Les pavés irréguliers et les dénivelés de l'Acropole sont traîtres. Les sandales plates ou les tongs, c'est le meilleur moyen de finir la journée en boitant.
En haute saison (juin-septembre), les petits groupes et les visites privées affichent complet plusieurs jours avant. Ne misez pas sur le même jour.
L'offre en français existe mais reste limitée. Vérifiez la langue du guide au moment de réserver, pas après réception de la confirmation.
Sur l'Acropole, le bruit ambiant est réel. Les visites équipées d'un système audio sans fil changent concrètement le confort d'écoute dans les zones saturées.
Le billet combiné à 30 euros couvre l'Acropole, l'Agora antique et cinq autres sites. Si votre visite guidée n'inclut pas les entrées, achetez-le à l'avance en ligne.
Le Parthénon, l'Érechthéion, le temple d'Athéna Nike et les Propylées forment un ensemble que l'on croit connaître avant d'y mettre les pieds. Sans guide, on voit des colonnes. Avec, on comprend pourquoi chaque pierre a une intention politique. Notre recommandation : y être à l'ouverture, avant 9h, pour éviter les groupes qui s'entassent.
C'est ici que la démocratie athénienne s'est inventée, à dix minutes à pied de l'Acropole. Le site est inclus dans le billet combiné à 30 €, et souvent sous-estimé au profit du Parthénon. Pourtant, le temple d'Héphaïstos qui le surplombe est l'un des mieux conservés de Grèce. À voir avec contexte, sinon on passe à côté.
Le quartier le plus ancien d'Athènes encore habité, collé contre le flanc de l'Acropole. Les ruelles pavées, les cours intérieures et le street art coexistent sans effort. Idéal pour flâner après une visite guidée, quand on a déjà les clés historiques en tête. À éviter le week-end soir si l'on cherche le calme.
Deux monuments côte à côte qui illustrent la transition entre la Grèce antique et l'influence romaine. Les colonnes colossales du temple (17 mètres de haut) frappent même de loin. L'arc d'Hadrien marque littéralement la frontière entre la ville de Thésée et celle d'Hadrien, deux Athènes superposées en un seul regard.
Moins fréquentée que l'Agora antique, elle offre un calme relatif et un des monuments les plus singuliers d'Athènes : la Tour des Vents, horloge hydraulique du 1er siècle avant J.-C. encore debout. Accessible à pied depuis Plaka en cinq minutes. Inclus dans le billet combiné, ce qui en fait un arrêt logique sans surcoût.

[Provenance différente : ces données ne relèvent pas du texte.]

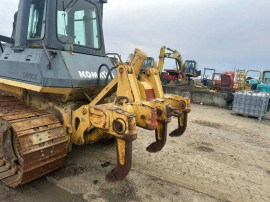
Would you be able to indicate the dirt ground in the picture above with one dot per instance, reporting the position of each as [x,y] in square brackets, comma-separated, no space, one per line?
[221,157]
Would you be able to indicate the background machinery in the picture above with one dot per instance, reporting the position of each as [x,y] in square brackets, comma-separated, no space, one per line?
[207,79]
[181,72]
[58,89]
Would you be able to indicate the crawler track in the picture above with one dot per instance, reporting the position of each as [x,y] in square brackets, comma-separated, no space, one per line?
[32,142]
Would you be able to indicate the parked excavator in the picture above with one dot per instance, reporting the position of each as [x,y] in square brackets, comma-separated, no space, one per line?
[182,71]
[58,89]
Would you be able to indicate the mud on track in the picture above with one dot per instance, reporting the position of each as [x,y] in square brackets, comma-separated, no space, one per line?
[221,157]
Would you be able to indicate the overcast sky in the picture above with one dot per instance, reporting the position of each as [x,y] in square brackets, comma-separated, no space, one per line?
[221,34]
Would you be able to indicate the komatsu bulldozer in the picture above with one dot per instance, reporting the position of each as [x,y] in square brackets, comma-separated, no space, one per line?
[58,89]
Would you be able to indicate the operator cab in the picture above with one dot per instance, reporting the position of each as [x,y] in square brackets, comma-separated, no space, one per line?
[266,77]
[67,25]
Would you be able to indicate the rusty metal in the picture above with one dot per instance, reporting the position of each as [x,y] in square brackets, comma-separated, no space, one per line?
[182,125]
[161,138]
[32,142]
[119,100]
[121,170]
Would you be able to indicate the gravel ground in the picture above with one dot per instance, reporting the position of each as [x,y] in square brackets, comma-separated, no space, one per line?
[221,157]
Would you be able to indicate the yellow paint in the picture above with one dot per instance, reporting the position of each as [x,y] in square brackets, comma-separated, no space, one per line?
[121,145]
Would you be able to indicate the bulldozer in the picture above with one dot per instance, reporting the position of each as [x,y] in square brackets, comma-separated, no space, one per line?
[58,89]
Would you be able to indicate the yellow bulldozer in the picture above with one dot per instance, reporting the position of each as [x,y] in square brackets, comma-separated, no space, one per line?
[58,89]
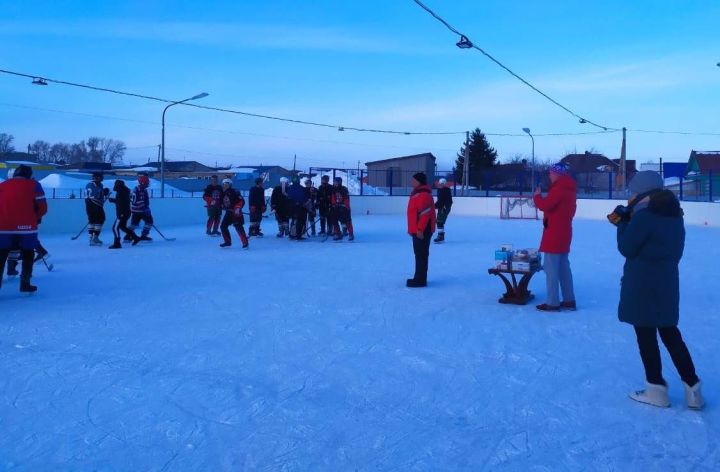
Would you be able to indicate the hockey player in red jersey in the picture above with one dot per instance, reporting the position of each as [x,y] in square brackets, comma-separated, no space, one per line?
[233,203]
[22,204]
[340,211]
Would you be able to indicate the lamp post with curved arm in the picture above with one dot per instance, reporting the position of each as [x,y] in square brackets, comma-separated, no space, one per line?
[532,171]
[162,158]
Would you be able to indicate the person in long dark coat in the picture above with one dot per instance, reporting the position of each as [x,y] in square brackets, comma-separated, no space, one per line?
[651,237]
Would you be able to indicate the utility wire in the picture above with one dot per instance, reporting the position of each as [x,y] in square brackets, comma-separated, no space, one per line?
[473,45]
[237,112]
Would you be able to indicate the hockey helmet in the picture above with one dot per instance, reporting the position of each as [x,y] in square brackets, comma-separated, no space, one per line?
[23,171]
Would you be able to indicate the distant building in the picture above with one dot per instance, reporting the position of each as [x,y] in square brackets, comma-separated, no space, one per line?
[397,171]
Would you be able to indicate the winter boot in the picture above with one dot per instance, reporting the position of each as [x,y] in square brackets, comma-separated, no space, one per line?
[12,269]
[694,397]
[25,285]
[653,394]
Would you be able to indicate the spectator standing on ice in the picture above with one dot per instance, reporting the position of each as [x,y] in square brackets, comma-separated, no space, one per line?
[421,225]
[340,213]
[95,196]
[213,203]
[311,205]
[298,196]
[233,203]
[140,208]
[443,206]
[558,209]
[651,237]
[257,207]
[280,203]
[22,205]
[121,198]
[324,194]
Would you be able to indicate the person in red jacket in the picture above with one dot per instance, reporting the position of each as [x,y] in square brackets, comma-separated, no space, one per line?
[421,226]
[22,204]
[558,209]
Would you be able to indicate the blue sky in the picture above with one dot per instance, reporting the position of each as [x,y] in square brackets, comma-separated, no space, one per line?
[379,64]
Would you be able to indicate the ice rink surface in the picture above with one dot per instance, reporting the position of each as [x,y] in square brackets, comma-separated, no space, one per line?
[314,356]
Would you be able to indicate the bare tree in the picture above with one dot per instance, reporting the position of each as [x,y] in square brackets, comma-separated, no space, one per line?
[41,149]
[6,143]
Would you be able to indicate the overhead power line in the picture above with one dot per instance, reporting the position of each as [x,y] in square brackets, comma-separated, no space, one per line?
[37,78]
[465,42]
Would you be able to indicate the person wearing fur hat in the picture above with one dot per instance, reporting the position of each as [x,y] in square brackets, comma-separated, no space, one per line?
[257,207]
[421,220]
[558,209]
[443,206]
[651,237]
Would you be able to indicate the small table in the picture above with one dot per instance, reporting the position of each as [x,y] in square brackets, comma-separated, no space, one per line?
[516,293]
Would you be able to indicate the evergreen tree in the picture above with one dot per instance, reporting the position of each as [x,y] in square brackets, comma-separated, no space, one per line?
[482,156]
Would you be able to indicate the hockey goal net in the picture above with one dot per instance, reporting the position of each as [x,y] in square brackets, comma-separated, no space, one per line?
[518,207]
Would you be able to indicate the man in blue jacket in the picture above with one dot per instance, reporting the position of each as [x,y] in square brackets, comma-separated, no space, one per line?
[651,237]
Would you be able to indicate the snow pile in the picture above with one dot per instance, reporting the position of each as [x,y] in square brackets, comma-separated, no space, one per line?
[313,356]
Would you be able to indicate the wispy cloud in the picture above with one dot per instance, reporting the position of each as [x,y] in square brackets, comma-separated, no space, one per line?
[229,35]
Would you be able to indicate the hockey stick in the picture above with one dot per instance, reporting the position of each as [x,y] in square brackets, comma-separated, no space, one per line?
[162,235]
[50,266]
[80,233]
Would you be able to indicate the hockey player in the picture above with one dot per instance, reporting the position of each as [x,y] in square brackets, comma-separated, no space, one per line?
[280,203]
[232,203]
[95,196]
[121,199]
[140,208]
[298,196]
[311,205]
[257,207]
[213,203]
[443,206]
[22,204]
[324,193]
[340,211]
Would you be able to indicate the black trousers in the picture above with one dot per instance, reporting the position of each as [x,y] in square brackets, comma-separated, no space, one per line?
[650,354]
[421,248]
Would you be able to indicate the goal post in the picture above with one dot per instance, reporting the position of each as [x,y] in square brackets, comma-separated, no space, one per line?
[520,207]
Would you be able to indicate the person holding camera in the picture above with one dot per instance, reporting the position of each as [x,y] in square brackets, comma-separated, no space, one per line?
[651,237]
[558,209]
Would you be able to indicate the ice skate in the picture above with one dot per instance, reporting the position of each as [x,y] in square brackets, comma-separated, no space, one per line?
[654,394]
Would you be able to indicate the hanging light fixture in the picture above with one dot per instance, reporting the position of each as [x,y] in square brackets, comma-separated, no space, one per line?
[464,43]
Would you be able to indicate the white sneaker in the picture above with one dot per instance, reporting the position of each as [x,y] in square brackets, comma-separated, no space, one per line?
[653,394]
[694,397]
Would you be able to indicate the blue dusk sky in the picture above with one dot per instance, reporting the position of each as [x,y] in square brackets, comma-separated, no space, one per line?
[644,65]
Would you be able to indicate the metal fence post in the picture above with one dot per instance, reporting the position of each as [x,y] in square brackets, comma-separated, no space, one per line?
[710,185]
[681,197]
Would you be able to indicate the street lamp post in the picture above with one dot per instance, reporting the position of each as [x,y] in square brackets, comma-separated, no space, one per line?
[162,156]
[532,170]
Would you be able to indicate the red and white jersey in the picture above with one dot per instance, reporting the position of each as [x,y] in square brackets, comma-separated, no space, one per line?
[22,204]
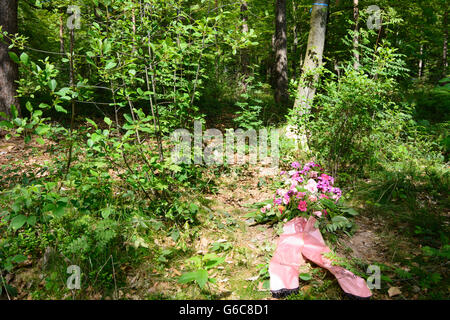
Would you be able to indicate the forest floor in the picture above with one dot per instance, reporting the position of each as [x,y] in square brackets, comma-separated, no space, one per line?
[248,249]
[225,231]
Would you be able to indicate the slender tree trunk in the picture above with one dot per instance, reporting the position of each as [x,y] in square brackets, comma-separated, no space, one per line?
[295,29]
[61,34]
[421,62]
[356,34]
[244,52]
[281,69]
[445,46]
[9,70]
[313,61]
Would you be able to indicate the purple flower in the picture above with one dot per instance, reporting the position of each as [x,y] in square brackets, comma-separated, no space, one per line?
[295,165]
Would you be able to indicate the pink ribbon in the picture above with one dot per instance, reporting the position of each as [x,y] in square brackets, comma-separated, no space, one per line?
[299,241]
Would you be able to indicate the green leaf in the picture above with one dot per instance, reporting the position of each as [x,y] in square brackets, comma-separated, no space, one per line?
[52,84]
[199,276]
[59,211]
[351,211]
[18,221]
[24,58]
[18,258]
[31,220]
[60,109]
[40,141]
[305,276]
[14,57]
[110,65]
[106,212]
[108,121]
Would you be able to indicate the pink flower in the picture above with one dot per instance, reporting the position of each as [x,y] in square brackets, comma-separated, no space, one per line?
[302,206]
[317,213]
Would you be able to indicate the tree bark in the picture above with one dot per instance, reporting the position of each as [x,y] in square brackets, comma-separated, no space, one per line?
[356,63]
[281,67]
[313,61]
[9,70]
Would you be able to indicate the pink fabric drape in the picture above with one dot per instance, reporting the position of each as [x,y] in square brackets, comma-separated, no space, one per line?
[299,241]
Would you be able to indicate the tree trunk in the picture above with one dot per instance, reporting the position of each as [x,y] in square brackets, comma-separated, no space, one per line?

Jusqu'à 14 personnes, c'est le format le plus accessible et le plus courant à Athènes. Idéal pour les solos et les couples qui veulent un cadre sans engagement. Le guide suit un programme fixe : on voit l'essentiel, mais on ne choisit pas le rythme. Recommandé en premier séjour si l'histoire antique est une découverte.
Format type Lokafy : un habitant, pas de script, itinéraire construit autour de vos intérêts. La différence concrète avec le groupe, c'est la liberté totale de s'arrêter, de poser des questions hors programme, de dévier vers une ruelle. Notre recommandation pour les couples ou les groupes d'amis qui reviennent une deuxième fois à Athènes.
Focus sur Zeus, Athéna, Héphaïstos, avec système audio sans fil pour suivre le guide sans effort même dans les zones bruyantes comme l'Acropole. Ce format s'adresse aux curieux qui veulent comprendre pourquoi chaque temple a été construit là, pour qui, avec quelle intention. Attention : ce n'est pas une visite historique classique, c'est un angle narratif assumé.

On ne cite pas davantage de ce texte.